One of the pleasures of editing the Harvard Journal of Asiatic Studies is the exposure it affords to the latest trends in humanistic scholarship on East Asia. I am impressed with the cosmopolitan sensibility that informs many of the manuscripts that cross my desk, even those that focus on a single country. What a contrast to the mid-1980s, when I began my graduate studies in Japanese history. I convinced myself that no one expected me to be fluent in any modern language other than Japanese or to integrate non-Japanese perspectives into my work, except perhaps to make the occasional desultory comparison with the West. Of course, my youthful impressions notwithstanding, the best East Asian scholarship has always looked beyond the boundaries of its particular place, time, and discipline, and theories and methods developed by scholars working on other parts of the world inevitably inform all our work. Nevertheless, it is exciting to see how much new scholarship, unconstrained by linguistic and political boundaries and unwilling to accept the Western experience as normative, traces the regional and even global journeys of ideas, practices, and goods.
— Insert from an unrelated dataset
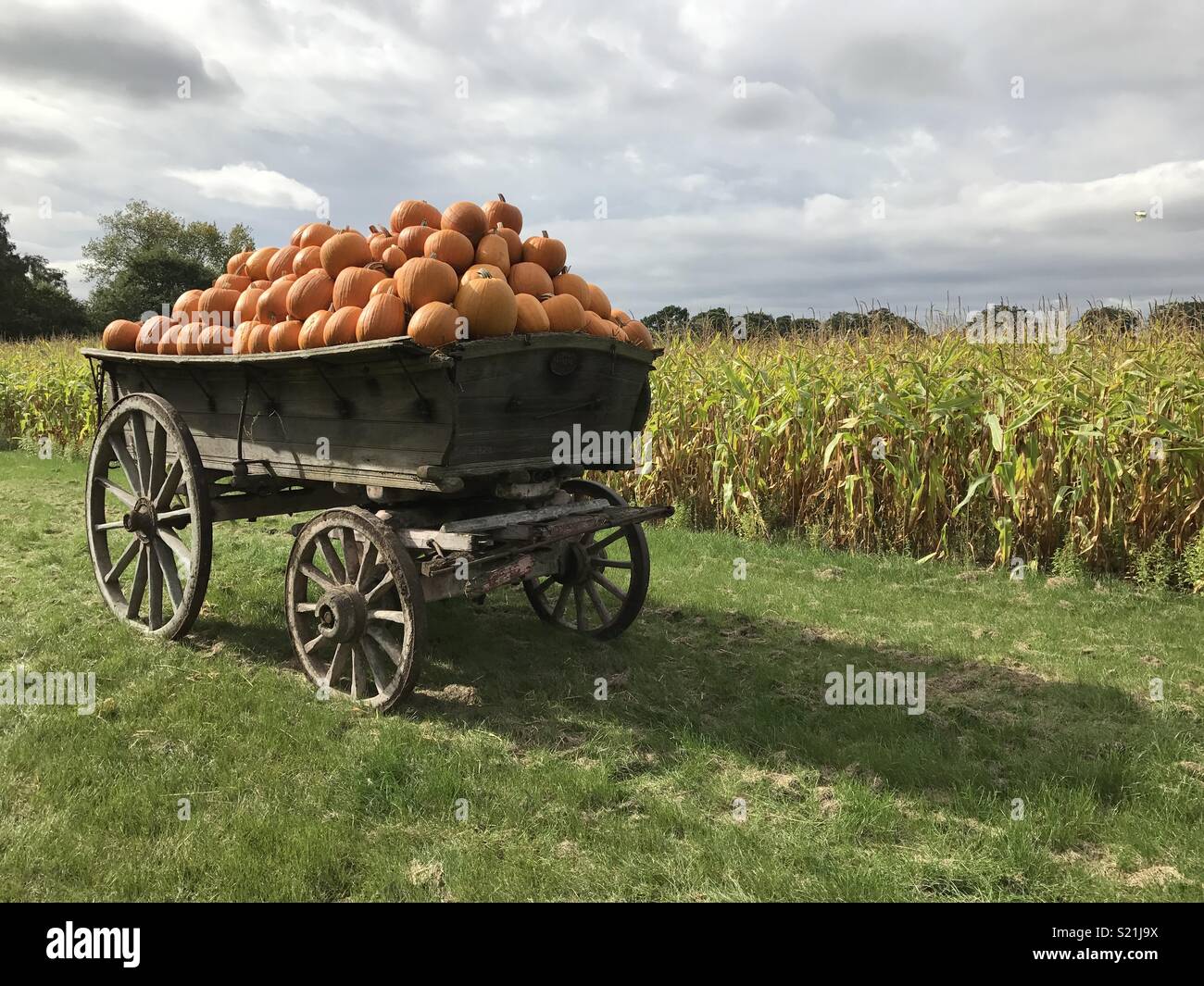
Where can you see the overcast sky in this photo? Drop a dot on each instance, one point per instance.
(777, 156)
The four articles in this issue of HJAS reflect the new direction in the East Asian humanities. In their diversity they remind us that the globalization of our work can take many forms. Mårten Söderblom Saarela’s study of Manchu lexicography traces the movement of linguistic texts from Qing China to Korea and Japan, where they were read and used in ways that their authors could not have expected. He Bian’s article on pharmacological knowledge in eighteenth-century China looks at a particular local iteration of an intellectual practice whose audience spanned the entire East Asian region. Matthew

Stavros’s examination of Ashikaga Yoshimitsu’s attempt to remake Kyoto on the model of a mandala demonstrates the possibilities of analyses that look beyond specific national practices. Finally, John Whittier Treat’s essay on Hannah Arendt does not simply apply that thoroughly Eurocentric thinker’s ideas to a consideration of historical events in China and Japan; rather, it contributes to globalizing Arendtian philosophy [End Page 283] itself. Whether they frame their work in explicitly transnational terms or write in ways that both draw on and contribute to debates beyond their own national specializations, our contributors show by the careful rigor of their scholarship that a cosmopolitan sensibility is fully compatible with the linguistic and methodological standards that have long underlain our various disciplines within East and Inner Asian studies.